Over the five years I taught high school, I came to the realization that all my students were illiterate.

OK, that's hyperbole. They could all read books — but when it came to reading images, none of them knew montage from mise en scène. This, of course, despite a world that has never placed a greater value on visuals.

I have a proposal to fix this: High schools should make taking a course in film studies mandatory for graduation.

This suggestion will likely fill some of you with dread — dark visions of teachers falling asleep while the latest Transformers movie buzzes in the background. I often heard from parents and educators alike: Why do students need to take a class to learn how to watch movies?

It's true, of course, that anyone can watch movies without the kind of training you need to read books. But students should (hopefully) know how to read a sentence well before high school — what high school literature classes teach is how to read critically. High school film classes would do the same thing, only for images.

I think you'd find the students receptive. For the last four years of my teaching career, I taught a film history elective once a year. As we went along, learning about Black Maria and the Hays code and watching films from each era, we would also gradually build our tool kit for analyzing the films we watched, studying how to dissect form as well as absorb content.

The watershed moment in every class came near the beginning. After tracing the developing complexity of films through the silent era, we would take two paradigmatic silent features — The Cabinet of Dr. Caligari and The Battleship Potemkin — and tear them apart as a workshop in understanding images. As the classes painstakingly examined the expressionist sets and grotesque makeup of Caligari, they began to grasp the emotional response and atmosphere that can be created through effective mise en scène.
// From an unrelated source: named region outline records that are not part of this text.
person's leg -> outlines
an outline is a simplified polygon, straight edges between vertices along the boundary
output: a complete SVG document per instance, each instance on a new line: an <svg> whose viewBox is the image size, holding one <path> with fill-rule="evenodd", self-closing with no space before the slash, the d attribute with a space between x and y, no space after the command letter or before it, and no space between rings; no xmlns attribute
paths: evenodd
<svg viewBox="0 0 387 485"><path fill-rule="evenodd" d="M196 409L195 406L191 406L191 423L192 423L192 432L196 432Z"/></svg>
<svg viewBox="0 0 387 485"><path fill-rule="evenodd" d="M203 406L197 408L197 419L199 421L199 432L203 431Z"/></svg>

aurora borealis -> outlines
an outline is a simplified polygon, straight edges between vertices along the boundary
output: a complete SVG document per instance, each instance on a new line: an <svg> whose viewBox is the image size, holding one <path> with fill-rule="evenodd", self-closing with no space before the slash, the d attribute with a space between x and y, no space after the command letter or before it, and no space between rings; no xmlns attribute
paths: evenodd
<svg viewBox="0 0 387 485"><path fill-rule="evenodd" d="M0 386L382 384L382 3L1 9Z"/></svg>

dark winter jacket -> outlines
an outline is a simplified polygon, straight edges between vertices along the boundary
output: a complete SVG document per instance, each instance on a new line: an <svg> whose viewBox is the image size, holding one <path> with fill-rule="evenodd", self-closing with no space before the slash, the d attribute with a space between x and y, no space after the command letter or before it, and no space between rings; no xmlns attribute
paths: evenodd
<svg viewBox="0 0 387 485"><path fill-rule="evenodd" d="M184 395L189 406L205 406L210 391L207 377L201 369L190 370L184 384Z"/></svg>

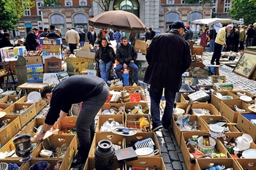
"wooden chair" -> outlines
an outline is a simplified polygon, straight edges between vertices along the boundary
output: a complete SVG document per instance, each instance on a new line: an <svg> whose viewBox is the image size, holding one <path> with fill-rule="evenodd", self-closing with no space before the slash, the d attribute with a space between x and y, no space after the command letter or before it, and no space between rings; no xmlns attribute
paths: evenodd
<svg viewBox="0 0 256 170"><path fill-rule="evenodd" d="M0 62L0 69L2 70L2 72L0 73L0 77L3 77L4 82L4 77L7 77L6 81L4 82L5 84L5 89L6 90L8 90L8 83L10 81L10 76L12 77L12 80L13 82L13 84L15 84L15 79L13 77L13 74L10 68L10 61L2 61ZM0 82L1 88L3 88L1 86L1 83Z"/></svg>

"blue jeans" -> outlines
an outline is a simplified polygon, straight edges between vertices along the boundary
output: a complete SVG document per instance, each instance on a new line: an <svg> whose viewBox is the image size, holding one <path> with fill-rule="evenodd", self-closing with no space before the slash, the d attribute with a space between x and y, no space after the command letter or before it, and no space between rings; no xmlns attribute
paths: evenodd
<svg viewBox="0 0 256 170"><path fill-rule="evenodd" d="M80 42L80 45L81 47L83 47L83 46L84 46L84 42Z"/></svg>
<svg viewBox="0 0 256 170"><path fill-rule="evenodd" d="M109 76L109 73L110 73L111 67L112 67L112 64L113 64L113 63L111 61L107 63L105 62L104 62L103 61L102 61L99 63L100 77L105 82L107 82L108 80L108 76Z"/></svg>
<svg viewBox="0 0 256 170"><path fill-rule="evenodd" d="M165 128L170 126L170 119L173 115L176 92L165 88L165 108L164 115L160 120L160 101L162 96L163 88L151 85L149 95L151 100L151 115L152 117L153 127L154 128L162 125Z"/></svg>
<svg viewBox="0 0 256 170"><path fill-rule="evenodd" d="M133 82L139 82L139 68L135 63L129 63L128 66L133 70L133 78L132 78ZM122 73L121 72L121 70L122 69L123 69L123 64L119 63L116 66L115 70L118 79L124 82L124 77L123 77Z"/></svg>
<svg viewBox="0 0 256 170"><path fill-rule="evenodd" d="M94 118L108 96L108 86L105 84L102 91L96 96L83 101L82 109L75 123L79 141L78 153L87 158L94 136Z"/></svg>
<svg viewBox="0 0 256 170"><path fill-rule="evenodd" d="M210 42L209 42L209 46L210 46L210 52L214 52L214 39L211 39Z"/></svg>

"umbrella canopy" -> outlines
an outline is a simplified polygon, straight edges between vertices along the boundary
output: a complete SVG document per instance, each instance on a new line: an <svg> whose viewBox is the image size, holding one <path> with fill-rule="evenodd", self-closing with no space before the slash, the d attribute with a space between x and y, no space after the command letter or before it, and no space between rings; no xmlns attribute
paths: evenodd
<svg viewBox="0 0 256 170"><path fill-rule="evenodd" d="M144 32L146 26L135 15L122 10L107 11L89 20L91 26Z"/></svg>

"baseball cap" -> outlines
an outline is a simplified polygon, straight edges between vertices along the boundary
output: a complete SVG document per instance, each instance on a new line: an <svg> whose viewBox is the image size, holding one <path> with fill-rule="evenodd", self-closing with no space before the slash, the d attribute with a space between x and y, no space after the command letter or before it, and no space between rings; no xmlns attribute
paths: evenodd
<svg viewBox="0 0 256 170"><path fill-rule="evenodd" d="M185 29L184 23L181 20L176 20L172 24L172 28L183 28Z"/></svg>

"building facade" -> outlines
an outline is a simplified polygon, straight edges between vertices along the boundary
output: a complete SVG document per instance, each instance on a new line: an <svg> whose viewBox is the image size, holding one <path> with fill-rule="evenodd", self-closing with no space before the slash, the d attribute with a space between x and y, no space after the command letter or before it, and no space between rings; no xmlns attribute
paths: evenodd
<svg viewBox="0 0 256 170"><path fill-rule="evenodd" d="M94 0L59 0L60 6L45 6L44 0L34 1L35 7L26 9L20 20L18 28L21 37L33 27L42 29L51 24L61 29L63 37L72 27L82 28L87 32L90 18L103 12ZM188 4L182 0L113 0L110 1L110 10L131 12L147 27L165 32L174 20L180 20L189 24L196 19L211 18L213 10L217 11L217 17L227 17L230 5L229 0L217 0L212 4Z"/></svg>

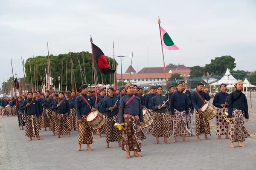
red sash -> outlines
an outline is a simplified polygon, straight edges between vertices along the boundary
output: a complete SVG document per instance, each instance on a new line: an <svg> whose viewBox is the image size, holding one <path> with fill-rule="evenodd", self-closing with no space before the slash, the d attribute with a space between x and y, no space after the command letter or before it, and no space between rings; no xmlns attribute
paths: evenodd
<svg viewBox="0 0 256 170"><path fill-rule="evenodd" d="M129 103L129 102L131 102L131 100L132 100L133 99L133 98L134 98L134 97L135 97L135 96L132 95L132 96L131 97L131 98L130 99L128 99L128 100L127 100L127 101L125 102L125 105L127 105L128 103Z"/></svg>
<svg viewBox="0 0 256 170"><path fill-rule="evenodd" d="M204 102L204 103L205 103L205 101L204 101L204 99L203 99L203 97L202 97L202 96L201 96L201 95L200 95L200 94L199 94L199 93L198 93L198 92L196 91L195 91L195 92L196 92L197 94L198 94L198 96L199 96L199 97L200 98L200 99L201 99L201 100L202 100L202 101L203 101L203 102Z"/></svg>
<svg viewBox="0 0 256 170"><path fill-rule="evenodd" d="M87 102L87 100L85 99L85 98L84 98L84 97L81 94L80 95L80 96L81 96L81 98L83 98L84 100L84 102L86 102L86 103L87 103L87 105L89 106L89 107L90 108L91 108L91 105L90 105L90 104L89 104L88 102Z"/></svg>

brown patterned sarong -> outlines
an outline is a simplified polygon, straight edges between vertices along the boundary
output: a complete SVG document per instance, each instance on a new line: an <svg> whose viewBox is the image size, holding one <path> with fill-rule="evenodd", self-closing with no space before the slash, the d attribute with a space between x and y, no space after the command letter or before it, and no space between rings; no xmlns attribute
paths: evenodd
<svg viewBox="0 0 256 170"><path fill-rule="evenodd" d="M86 115L81 115L83 122L79 125L79 134L78 135L79 144L92 144L93 143L93 128L89 125L86 121Z"/></svg>
<svg viewBox="0 0 256 170"><path fill-rule="evenodd" d="M229 133L229 123L226 121L223 113L225 112L227 112L227 108L217 108L217 113L216 115L216 122L217 130L216 133L217 135L226 135Z"/></svg>
<svg viewBox="0 0 256 170"><path fill-rule="evenodd" d="M175 109L174 113L176 119L173 119L173 136L189 136L190 134L186 129L187 123L187 119L186 118L186 110L178 111Z"/></svg>
<svg viewBox="0 0 256 170"><path fill-rule="evenodd" d="M70 109L70 118L67 119L67 126L70 130L76 129L76 110L75 108Z"/></svg>
<svg viewBox="0 0 256 170"><path fill-rule="evenodd" d="M50 116L52 109L49 108L43 109L42 114L42 128L48 128L50 127Z"/></svg>
<svg viewBox="0 0 256 170"><path fill-rule="evenodd" d="M122 131L114 127L115 123L118 122L119 117L118 114L111 117L106 116L105 119L105 133L106 133L106 142L120 141L122 139Z"/></svg>
<svg viewBox="0 0 256 170"><path fill-rule="evenodd" d="M66 114L57 114L55 120L55 134L58 135L70 134L67 123L67 115Z"/></svg>
<svg viewBox="0 0 256 170"><path fill-rule="evenodd" d="M200 113L195 114L195 135L211 134L210 122Z"/></svg>
<svg viewBox="0 0 256 170"><path fill-rule="evenodd" d="M230 143L245 140L245 138L250 137L250 134L244 126L244 114L241 111L235 109L232 113L232 123L230 125L229 134Z"/></svg>
<svg viewBox="0 0 256 170"><path fill-rule="evenodd" d="M125 126L122 129L122 147L124 151L141 152L141 129L139 115L124 114Z"/></svg>
<svg viewBox="0 0 256 170"><path fill-rule="evenodd" d="M39 134L38 123L36 116L27 115L25 127L25 135L28 137L36 138Z"/></svg>
<svg viewBox="0 0 256 170"><path fill-rule="evenodd" d="M153 121L154 126L154 137L170 137L169 117L170 114L167 113L155 112Z"/></svg>
<svg viewBox="0 0 256 170"><path fill-rule="evenodd" d="M18 111L18 117L19 120L19 126L25 126L25 113L24 112Z"/></svg>
<svg viewBox="0 0 256 170"><path fill-rule="evenodd" d="M56 112L55 111L52 112L52 115L51 115L51 119L50 120L50 127L49 130L52 130L52 132L54 132L55 131L55 127L56 125L55 124L55 114Z"/></svg>

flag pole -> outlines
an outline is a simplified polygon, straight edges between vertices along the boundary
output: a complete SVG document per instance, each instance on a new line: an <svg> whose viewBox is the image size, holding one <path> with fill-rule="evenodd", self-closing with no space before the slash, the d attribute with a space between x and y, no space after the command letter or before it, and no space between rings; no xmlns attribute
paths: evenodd
<svg viewBox="0 0 256 170"><path fill-rule="evenodd" d="M129 78L129 82L131 80L131 64L132 64L132 57L133 57L133 51L131 54L131 68L130 69L130 77Z"/></svg>
<svg viewBox="0 0 256 170"><path fill-rule="evenodd" d="M162 34L161 34L161 27L160 26L160 24L161 23L161 21L160 20L160 18L158 16L158 25L159 26L159 31L160 32L160 39L161 40L161 47L162 48L162 54L163 54L163 69L164 70L164 74L166 78L166 91L167 91L167 89L168 87L168 83L167 83L167 76L166 75L166 71L165 68L165 63L164 62L164 56L163 55L163 42L162 41ZM169 91L167 91L167 96L168 96L168 101L169 101L169 104L170 104L170 99L169 98Z"/></svg>

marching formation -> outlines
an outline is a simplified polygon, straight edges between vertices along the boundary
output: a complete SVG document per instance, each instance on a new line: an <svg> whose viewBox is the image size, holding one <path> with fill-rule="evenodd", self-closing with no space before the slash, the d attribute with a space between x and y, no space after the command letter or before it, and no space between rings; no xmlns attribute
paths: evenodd
<svg viewBox="0 0 256 170"><path fill-rule="evenodd" d="M218 139L221 135L230 139L230 147L233 142L245 147L242 144L250 137L244 125L248 121L247 100L241 90L243 82L236 82L235 91L226 92L226 85L220 85L221 92L216 94L211 105L207 102L211 98L199 82L197 90L192 94L185 88L185 82L177 82L176 87L171 86L169 92L163 95L160 85L150 87L149 91L143 90L131 83L115 90L96 89L90 91L86 84L82 85L78 96L76 92L67 91L29 92L26 96L1 98L0 113L4 116L17 116L20 130L25 126L25 136L32 140L41 140L39 130L47 128L57 135L57 138L64 135L68 137L70 132L78 129L78 151L81 150L81 144L86 144L86 150L92 150L90 144L93 142L93 133L99 137L105 133L106 148L111 142L117 142L126 151L126 158L134 156L142 157L142 143L146 137L143 130L148 128L151 135L156 138L154 144L160 143L159 137L169 144L168 138L172 133L174 143L177 137L188 142L186 136L195 136L192 133L192 115L195 113L195 132L197 140L204 135L209 140L209 120L216 117L216 133ZM118 127L118 128L117 128ZM121 128L120 128L121 127Z"/></svg>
Even more revelations awaited in Battleship Potemkin, where they learned to identify how the director Eisenstein would place the camera for dramatic or emotional effect, and the power of cuts to build tension and plant ideas in your mind.

The idealist in me thinks this alone should be enough to justify my proposal. In a perfect world, every teenager would have the ability to grasp just how dizzying Buster Keaton's leaps from frame to frame are in Sherlock, Jr., and would fully appreciate the sumptuous slow motion of Wong Kar Wai's In the Mood for Love. In our results-oriented education system, however, where every decision must be justified through quantifiable impact on future productivity, I don't hold out much hope for convincing people that students should spend their time transforming into mini aesthetes.

Let me offer a more practical reason, then.

Students need the skills they would learn in a film studies class because our society's lack of visual literacy has handicapped our critical thinking and turned us into gullible consumers of images. In my more traditional role as a history teacher, I slowly learned the sheer faith students had in visual data. Photographs, charts, and even paintings were treated as bearers of indisputable (if frequently mysterious) facts, not rhetorically charged pieces of persuasion. Of course, you can see this in adults too, from the unquestioned circulation of clearly photoshopped images on Facebook to the utter credulity with which the stories offered to us by cable television news are accepted.

There would be many challenges in implementing mandatory film studies in high schools, but the biggest — a lack of instructors qualified to teach it — only points urgently to the need.